Data For Good Projects
The team projects below answered the call for proposals and advanced to the Seed Grant Phase.
Access to public data is vital to transparency and accountability of governments. While some cities, such as New York, have taken major strides towards this goal, there is no unified framework for evaluating openness of data at a local level. We address this problem by scoring openness of city data based on several factors, including ease of access, amount of data, recency, whether the data are up to date, etc. Using this metric, we aim to analyze and compare cities including Berkeley, Oakland, Santa Rosa, San Mateo and Palo Alto. Our project should be a tool for citizens to hold their local officials accountable and demand better practices.
Fellow(s): Arun Ramamurthy, Winne Luo, Patrick Chao
Collaborators: Kana Mishra, Yiming Shi, Rohan Narain, Elliot Stahnke, Ash Mohan, Kazu Kogachi, Kenna Schoeler, Ashley Chien, Sidney Le, Abhinav Bhaskar, and Suhas Rao
In recent years, demand for California housing has skyrocketed. Housing availability, however, has failed to keep up, resulting in dramatic price increases and widespread housing insecurity. This issue is well-known and well-documented, yet state and local efforts have been ineffective at providing affordable and available housing to California citizens. The Statistics Undergraduate Student Association (SUSA) aims to tackle the housing crisis head-on by utilizing historical housing data in the public domain to analyze public policy directives. By creating machine learning models to predict the future housing situation in California in response to policy levers, we will directly quantify the effectiveness of various legislation and compare potential policy solutions. Another aspect of our work with an immediate and accessible public benefit involves the development of a web application to provide California residents with personalized housing suggestions.
Around the world, nearly 25% of communal water access points are non-functional. This challenge has been difficult to address at a global, national, or even local level due to a severe scarcity of data. Consequently, the Water Point Data Exchange (WPDx) has created a harmonized data exchange
standard for water point data and supported the development of a global repository. We aim to use the WPDx data to create a web-based portal that will help governments manage water access in their countries. Our goal is to create four tools that will enable governments to make evidence-based
decisions at the click of a button. Collectively, the tools should give government officials a comprehensive view of water access across their respective countries, thereby empowering them to efficiently allocate resources towards areas of greatest need.

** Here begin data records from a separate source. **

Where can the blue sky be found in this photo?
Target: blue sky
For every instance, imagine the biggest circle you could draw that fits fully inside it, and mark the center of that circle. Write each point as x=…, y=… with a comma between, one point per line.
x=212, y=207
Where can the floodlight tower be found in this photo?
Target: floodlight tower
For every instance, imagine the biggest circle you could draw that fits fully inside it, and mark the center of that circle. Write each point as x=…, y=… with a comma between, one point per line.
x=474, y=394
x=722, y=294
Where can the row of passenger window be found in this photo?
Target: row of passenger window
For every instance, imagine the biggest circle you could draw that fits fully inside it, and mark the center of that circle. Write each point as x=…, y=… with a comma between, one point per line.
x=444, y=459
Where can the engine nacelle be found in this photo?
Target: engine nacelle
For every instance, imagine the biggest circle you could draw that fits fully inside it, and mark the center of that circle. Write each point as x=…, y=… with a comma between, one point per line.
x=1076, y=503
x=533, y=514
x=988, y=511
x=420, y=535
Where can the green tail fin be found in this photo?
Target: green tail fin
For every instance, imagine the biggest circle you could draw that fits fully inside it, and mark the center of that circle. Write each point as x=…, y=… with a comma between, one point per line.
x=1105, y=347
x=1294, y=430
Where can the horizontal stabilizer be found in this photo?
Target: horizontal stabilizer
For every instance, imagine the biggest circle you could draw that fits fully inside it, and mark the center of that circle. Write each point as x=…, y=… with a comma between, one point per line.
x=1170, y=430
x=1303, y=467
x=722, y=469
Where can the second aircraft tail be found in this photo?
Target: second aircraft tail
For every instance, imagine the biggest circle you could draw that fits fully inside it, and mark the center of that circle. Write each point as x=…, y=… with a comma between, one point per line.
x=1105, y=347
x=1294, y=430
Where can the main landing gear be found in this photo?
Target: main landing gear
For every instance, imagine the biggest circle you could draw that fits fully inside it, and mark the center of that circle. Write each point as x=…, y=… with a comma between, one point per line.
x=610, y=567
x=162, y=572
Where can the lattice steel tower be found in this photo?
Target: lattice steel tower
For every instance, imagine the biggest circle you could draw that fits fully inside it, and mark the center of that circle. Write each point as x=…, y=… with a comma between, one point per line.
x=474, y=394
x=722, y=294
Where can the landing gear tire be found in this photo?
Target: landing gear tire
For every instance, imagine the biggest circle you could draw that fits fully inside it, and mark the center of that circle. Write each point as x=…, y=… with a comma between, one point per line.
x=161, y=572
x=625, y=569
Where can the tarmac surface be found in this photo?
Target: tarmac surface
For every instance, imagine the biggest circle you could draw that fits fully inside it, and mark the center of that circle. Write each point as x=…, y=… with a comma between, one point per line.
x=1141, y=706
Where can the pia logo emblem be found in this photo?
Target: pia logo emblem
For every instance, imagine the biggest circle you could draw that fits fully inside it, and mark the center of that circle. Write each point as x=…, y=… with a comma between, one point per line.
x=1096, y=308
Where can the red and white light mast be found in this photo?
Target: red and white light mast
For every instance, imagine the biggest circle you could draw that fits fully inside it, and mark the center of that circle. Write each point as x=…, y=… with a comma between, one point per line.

Oakland has one of the highest crime rates in California, 153 crimes per 1,000 residents. In violent crime volume, Oakland is second only to Los Angeles, which has 10x the number of residents. In non-violent crime volume, Oakland is ranked fourth overall. We plan to address Oakland’s crime problem by creating an app that predicts crime, making citizens more crime-aware so that they will better understand their crime risk. Our app will also provide crime education to citizens, informing them of crime predictors. To facilitate community involvement in reducing crime, our app will also serve as a platform for community discussions. Our app will be open-source and the data inputs will be from publicly available data to encourage algorithmic fairness discussions and actions. We aim to reduce crime by promoting crime awareness, crime education, and community engagement.